Brexit : j'aurais voulu être triste et surpris
Pour être franc, je ne saisis pas encore l’ensemble des tenants et aboutissants de ce scrutin, même si j’ai lu beaucoup d’articles sur le web et ailleurs (un peu trop vite, comme tout le monde). Mais je sais deux choses : que le rêve européen ne finit pas de dépérir, et que mes amis espagnols qui vivent en Grande-Bretagne ont peur, à la perspective d’un Royaume-Uni sous visa et permis de travail.
L’UE ne fait pas rêver. Sa structure économique fonctionne, et c’est à peu près son seul succès. Cela ne suffit pas, surtout si on y additionne une croissance peu florissante, l’agrandissement des inégalités sociales, l’effondrement des pensions, les hésitations régaliennes et militaires de l'UE ou de ses principaux membres, son incapacité à s'exprimer d'une voix, et j’en passe.
On dépeint la croissance, même modérée, comme une sorte de cercle vertueux, dont les fruits seront pour tous. Voilà longtemps que nous avons compris qu’il n’en était rien. La violence et le désespoir qui frappent notre continent l'illustrent trop bien. Déjà au début des années 1990, près de chez moi, fleurissaient les graffitis annonçant « Ca va péter ». Et c'était avant les fermetures d'usines ou de chantiers navals.
Depuis, la situation a continué de se dégrader. Un glissement que rien ni aucune volonté n’enraye. Parce que l’UE est un circuit, impalpable, gérés par des gens d’accord entre eux, et satisfaits de l’être, qui président aux affaires d’une manière qui se voudrait neutre - à l’image des hommes et femmes politiques actuels. Et la neutralité revient à gouverner dans le sens des plus forts, des mieux armés. En témoignent, entre autres, le sort réservé aux lanceurs d’alerte, ou de récentes tergiversations pour le moins curieuses, notamment en termes de santé publique. Les idéaux fondateurs d’unité, de paix, de justice, et de concorde n’ont pas été reniés, mais ils ont disparu sous les affaires courantes, la comptabilité. Et cela tue l’UE.
A l’image de cette époque, l’UE a évacué la culture, le fabuleux patrimoine du continent, qu’elle se contente de perfuser à coups de subventions et de fêtes, quand ses artisans peinent à vivre.

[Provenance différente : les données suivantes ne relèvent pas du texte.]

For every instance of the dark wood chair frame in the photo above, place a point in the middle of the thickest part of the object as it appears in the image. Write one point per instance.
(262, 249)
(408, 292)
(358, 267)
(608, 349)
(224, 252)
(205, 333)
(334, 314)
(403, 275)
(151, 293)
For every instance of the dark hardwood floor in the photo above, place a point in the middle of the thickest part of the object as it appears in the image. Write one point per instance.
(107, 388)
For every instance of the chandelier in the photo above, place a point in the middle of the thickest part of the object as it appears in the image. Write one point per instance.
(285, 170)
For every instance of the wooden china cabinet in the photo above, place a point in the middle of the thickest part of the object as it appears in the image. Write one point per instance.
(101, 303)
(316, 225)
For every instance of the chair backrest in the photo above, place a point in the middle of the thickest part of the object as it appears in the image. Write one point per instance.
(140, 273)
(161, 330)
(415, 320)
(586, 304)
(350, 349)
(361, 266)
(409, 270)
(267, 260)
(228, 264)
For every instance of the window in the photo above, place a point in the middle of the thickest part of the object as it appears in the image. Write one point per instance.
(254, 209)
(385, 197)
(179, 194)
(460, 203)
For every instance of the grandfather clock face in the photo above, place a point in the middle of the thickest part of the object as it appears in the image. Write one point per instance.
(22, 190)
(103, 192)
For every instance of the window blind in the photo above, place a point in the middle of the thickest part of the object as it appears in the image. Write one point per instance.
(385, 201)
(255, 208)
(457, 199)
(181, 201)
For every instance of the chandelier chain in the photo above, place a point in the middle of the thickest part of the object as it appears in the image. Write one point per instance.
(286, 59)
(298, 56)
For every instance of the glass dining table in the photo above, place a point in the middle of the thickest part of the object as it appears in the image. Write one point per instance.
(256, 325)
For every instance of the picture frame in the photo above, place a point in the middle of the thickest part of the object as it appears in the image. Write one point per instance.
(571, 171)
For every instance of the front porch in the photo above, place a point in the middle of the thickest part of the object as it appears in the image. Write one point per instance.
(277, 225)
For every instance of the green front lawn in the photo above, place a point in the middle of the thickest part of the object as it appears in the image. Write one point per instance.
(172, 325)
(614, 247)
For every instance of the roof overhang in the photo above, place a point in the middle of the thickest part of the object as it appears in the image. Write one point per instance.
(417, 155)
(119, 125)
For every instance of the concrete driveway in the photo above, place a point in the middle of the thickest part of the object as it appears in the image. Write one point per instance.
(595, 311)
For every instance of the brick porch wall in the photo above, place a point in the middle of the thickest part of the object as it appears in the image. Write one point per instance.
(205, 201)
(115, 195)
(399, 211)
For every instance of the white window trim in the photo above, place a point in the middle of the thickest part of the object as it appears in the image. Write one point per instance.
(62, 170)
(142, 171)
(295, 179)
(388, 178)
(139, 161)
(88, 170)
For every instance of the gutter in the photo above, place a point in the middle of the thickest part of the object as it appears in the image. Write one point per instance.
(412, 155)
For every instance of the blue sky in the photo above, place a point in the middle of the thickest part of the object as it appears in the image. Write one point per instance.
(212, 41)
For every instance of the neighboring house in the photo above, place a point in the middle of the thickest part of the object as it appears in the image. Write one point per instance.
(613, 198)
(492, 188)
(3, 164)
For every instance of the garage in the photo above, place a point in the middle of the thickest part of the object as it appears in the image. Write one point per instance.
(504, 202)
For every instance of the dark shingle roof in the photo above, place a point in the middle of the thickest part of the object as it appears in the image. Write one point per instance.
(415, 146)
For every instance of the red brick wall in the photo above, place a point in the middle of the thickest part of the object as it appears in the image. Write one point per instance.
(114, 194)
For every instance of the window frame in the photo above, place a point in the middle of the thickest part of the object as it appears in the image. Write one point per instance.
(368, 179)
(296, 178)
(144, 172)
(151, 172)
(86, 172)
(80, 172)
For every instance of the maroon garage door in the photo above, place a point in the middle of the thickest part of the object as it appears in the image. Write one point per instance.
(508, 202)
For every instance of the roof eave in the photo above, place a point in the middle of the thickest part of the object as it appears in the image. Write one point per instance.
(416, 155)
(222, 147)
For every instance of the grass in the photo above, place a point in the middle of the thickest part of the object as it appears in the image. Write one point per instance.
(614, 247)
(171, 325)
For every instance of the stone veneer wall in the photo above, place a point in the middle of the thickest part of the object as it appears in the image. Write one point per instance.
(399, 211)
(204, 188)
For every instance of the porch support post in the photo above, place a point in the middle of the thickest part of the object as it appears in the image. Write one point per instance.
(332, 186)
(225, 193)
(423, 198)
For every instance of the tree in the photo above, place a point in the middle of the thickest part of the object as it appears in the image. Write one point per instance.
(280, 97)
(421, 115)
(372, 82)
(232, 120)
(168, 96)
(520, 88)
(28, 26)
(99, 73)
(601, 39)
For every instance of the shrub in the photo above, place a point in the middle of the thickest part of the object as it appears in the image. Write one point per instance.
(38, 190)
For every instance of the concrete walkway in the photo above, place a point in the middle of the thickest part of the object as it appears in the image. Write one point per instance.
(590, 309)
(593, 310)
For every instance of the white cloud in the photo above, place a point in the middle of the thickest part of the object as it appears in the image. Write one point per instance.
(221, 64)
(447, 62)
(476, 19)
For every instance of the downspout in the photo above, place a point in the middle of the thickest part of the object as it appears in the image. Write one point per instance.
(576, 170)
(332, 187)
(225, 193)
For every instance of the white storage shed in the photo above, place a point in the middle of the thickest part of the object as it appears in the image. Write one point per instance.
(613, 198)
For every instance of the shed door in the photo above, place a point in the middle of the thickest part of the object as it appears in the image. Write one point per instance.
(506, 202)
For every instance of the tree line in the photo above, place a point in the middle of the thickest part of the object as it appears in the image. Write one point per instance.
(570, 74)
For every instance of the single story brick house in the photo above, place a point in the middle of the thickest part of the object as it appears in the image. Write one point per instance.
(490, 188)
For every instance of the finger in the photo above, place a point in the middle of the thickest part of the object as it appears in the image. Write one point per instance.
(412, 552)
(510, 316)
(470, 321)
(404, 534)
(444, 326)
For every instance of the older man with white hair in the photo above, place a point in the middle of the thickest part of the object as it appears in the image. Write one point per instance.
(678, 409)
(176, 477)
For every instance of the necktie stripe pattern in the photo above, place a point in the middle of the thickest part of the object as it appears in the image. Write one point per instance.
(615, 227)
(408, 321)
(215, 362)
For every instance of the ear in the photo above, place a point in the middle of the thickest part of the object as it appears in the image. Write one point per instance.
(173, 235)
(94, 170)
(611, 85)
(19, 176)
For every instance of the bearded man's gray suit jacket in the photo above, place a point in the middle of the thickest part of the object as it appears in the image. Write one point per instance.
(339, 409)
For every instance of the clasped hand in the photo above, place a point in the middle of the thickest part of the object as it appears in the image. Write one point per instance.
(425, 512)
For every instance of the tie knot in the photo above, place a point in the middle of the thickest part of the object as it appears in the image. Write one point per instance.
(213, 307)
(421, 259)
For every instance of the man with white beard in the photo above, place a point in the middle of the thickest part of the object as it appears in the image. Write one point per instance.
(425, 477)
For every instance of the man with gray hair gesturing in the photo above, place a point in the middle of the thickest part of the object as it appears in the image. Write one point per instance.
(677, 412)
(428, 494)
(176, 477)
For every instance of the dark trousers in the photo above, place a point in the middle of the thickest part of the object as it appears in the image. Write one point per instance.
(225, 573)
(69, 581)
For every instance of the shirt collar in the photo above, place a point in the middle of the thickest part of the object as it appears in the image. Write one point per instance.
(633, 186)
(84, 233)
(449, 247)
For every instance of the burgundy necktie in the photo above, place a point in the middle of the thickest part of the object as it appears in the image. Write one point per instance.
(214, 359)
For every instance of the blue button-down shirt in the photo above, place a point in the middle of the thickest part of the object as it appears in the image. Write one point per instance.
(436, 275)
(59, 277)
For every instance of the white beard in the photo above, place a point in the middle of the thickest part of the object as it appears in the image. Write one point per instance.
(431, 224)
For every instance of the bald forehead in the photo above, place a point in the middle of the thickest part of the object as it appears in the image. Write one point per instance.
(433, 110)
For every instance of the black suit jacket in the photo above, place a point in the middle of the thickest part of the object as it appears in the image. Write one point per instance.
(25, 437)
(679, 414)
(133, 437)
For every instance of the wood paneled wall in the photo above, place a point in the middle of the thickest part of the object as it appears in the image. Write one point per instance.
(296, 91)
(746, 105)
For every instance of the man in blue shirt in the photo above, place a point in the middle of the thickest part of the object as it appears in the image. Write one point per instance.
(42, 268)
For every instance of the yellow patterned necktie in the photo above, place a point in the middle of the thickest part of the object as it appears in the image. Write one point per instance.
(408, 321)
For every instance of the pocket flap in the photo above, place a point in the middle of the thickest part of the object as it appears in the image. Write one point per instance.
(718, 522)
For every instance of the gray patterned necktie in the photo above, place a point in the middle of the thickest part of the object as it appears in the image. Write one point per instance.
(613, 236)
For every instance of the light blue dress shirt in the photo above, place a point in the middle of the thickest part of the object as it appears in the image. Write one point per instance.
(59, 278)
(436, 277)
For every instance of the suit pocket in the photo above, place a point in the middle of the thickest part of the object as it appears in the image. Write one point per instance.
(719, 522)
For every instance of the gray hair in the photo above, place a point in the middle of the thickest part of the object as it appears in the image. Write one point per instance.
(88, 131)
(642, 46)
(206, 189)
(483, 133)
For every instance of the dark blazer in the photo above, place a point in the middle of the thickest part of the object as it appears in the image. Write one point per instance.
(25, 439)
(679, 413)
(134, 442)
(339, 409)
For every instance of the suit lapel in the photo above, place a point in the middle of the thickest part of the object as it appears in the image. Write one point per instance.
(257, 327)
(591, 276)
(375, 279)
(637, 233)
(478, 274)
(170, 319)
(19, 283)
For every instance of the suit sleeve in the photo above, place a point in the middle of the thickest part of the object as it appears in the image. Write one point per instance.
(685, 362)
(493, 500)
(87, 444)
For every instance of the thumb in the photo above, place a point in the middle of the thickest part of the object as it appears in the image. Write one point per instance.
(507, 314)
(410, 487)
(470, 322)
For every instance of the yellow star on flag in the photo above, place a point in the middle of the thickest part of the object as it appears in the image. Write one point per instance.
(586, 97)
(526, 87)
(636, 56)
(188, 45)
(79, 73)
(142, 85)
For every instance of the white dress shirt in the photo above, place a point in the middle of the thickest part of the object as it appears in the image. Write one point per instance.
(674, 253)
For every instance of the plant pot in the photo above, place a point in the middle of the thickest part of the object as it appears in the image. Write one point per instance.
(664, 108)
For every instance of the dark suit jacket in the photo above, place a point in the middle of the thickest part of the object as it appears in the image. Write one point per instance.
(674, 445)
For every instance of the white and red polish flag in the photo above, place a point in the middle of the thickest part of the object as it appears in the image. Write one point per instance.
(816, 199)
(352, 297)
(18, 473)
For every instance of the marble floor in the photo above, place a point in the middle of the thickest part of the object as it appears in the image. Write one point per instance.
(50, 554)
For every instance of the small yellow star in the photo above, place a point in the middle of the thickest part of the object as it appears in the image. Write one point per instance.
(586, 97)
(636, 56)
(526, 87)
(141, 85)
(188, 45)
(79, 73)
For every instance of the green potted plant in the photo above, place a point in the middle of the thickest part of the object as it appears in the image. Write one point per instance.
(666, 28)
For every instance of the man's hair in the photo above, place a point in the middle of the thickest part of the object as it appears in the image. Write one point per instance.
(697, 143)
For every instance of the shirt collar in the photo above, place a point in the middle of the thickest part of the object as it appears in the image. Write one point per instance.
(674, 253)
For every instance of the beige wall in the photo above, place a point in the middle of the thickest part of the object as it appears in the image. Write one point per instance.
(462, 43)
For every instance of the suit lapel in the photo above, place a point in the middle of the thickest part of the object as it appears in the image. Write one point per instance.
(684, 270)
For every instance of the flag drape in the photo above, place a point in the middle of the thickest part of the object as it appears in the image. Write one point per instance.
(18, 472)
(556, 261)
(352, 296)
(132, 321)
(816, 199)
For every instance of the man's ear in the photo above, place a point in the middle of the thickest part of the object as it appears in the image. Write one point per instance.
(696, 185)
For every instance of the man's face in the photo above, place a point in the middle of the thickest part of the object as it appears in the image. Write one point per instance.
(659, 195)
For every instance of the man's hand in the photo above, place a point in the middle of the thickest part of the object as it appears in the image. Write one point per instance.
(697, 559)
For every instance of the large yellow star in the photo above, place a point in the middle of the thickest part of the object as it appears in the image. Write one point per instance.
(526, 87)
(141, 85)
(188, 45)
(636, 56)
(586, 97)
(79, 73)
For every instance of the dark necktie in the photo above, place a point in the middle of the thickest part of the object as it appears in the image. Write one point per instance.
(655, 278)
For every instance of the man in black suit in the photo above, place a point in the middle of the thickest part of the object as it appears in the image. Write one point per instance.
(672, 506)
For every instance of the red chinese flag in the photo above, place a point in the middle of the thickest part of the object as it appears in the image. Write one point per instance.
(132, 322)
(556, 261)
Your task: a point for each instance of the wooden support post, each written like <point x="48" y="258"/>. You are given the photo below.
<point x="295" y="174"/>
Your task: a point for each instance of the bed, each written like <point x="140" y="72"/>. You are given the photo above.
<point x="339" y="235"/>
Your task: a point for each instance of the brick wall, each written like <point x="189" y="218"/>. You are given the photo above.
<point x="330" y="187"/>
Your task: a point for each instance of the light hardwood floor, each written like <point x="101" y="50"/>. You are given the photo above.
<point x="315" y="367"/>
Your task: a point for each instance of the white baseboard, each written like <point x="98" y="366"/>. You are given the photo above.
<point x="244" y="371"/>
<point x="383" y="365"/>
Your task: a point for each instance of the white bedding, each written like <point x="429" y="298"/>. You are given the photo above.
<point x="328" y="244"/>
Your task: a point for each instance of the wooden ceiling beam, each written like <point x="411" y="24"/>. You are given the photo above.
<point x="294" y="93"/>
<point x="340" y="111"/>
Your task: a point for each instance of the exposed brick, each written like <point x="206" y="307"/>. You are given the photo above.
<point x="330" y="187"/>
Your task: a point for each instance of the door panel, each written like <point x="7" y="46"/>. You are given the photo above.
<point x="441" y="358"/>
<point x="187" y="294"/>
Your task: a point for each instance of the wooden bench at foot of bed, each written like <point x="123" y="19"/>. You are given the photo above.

Elle a chassé l’enrichissement de soi, l’éducation, au profit de dispositions et de machines ternes, mal comprises, qui régulent et dérégulent de façon lointaine, désincarnée, sous la pression des lobbies.
Plus généralement, l’UE symbolise la faillite actuelle du politique et de la démocratie du XXIème siècle. Un seul exemple : le Président de la Comission européenne mène la politique touchant la vie de centaines de millions d’Européens, sans être élu directement par eux.
En 2005, déjà, d’aucuns prétendaient que le NON au traité européen amènerait l’UE à se remettre en cause, se recentrer vers plus de justice économique et sociale. La machine a prouvé son inertie.
Ce que l'écrasante majorité des populations réclame, je crois, ce ne sont pas les vieilles lunes des révolutions ou la bêtise des populismes, c’est un capitalisme en ordre de marche, qui soit à l’abri d'intérêts ou de groupes particuliers, et assure une juste rétribution aux personnes qui travaillent, comme à celles qui ont travaillé ou qui ne peuvent plus le faire. Non pas l’égalité, mais la justice. L’UE manque à cet appel.
Le Brexit fera du mal, aux Britanniques comme aux étrangers qui vivent au Royaume-Uni. Je pense à mes amis espagnols, qui travaillent à Londres, à la perspective de l’obtention d’un permis de travail, d’un éventuel ralentissement économique, d’une baisse du niveau de vie, de la montée d’une incertitude systémique et du populisme (car cette bestiole est insatiable, le Brexit ne lui suffira pas). La transition sera difficile, et pénible. J’espère que les Britanniques sauront ménager une voie moyenne, qui ne compromette pas le bien général.
La décision est pénible, mais il ne faut pas oublier qu’elle émane du vote, de la souveraineté populaire, une notion que même certains amoureux transis de la démocratie peinent à comprendre quand elle va à l’encontre de leur analyse.
Et pour répondre au message d’un ami, envoyé tôt ce matin : à mon sens, le rêve européen n’est pas encore mort. Enfin, je crois.